Rezensionen

AUTOBAHN – Dissemble

AUTOBAHN – Dissemble

Auch, wenn der Name es andeutet, bei AUTOBAHN handelt es sich keineswegs um eine deutsche Band. Vielmehr nutzen die fünf Musiker aus Leeds ein Stilmittel, das schon viele Bands aus ihrem Genre vor ihnen bei der Namenswahl nutzten. Darunter zum Beispiel Vorreiter der Neuen Deutschen Welle und des Kraut-Rock, wie Ideal, Kraftwerk und Neu!, oder auch die britischen Legenden von Bauhaus. Damit wäre das Soundspektrum von AUTOBAHN auch schon in etwa abgesteckt, denn die fünf Mannen widmen sich mit immenser Hingabe einer vor Referenzen strotzenden Mischung aus New Wave, Kraut-Rock, Post-Punk, Goth und Madchester-Sounds und bringen einiges mit, um Fans von Bands wie Siouxsie and the Banshees, Spandau Ballet, Cocteau Twins, Joy Division und eben Bauhaus (von denen ein AUTOBAHN Bandmitglied auf Pressebildern sogar ein T-Shirt trägt) nachhaltig zu begeistern.

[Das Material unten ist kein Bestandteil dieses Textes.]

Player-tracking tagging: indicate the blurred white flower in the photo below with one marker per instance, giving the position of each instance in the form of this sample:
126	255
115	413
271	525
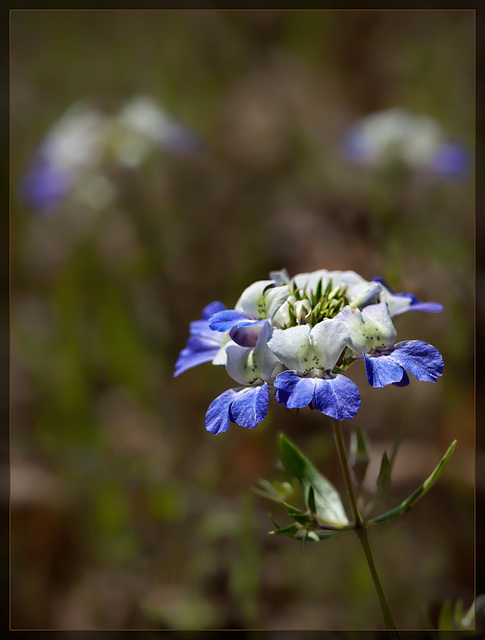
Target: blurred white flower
71	158
398	134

AUTOBAHN sind seit 2013 aktiv und veröffentlichten seitdem 2 EP’s. Ihr Debüt „Dissemble“ erscheint auf dem britischen Label Tough Love Records, wo sie neben Kollegen wie Weird Dreams (beeinflusst von den Beach Boys und David Lynch Filmen) und der Post-Punk-Truppe Girls Names die perfekte Label-Heimat gefunden haben.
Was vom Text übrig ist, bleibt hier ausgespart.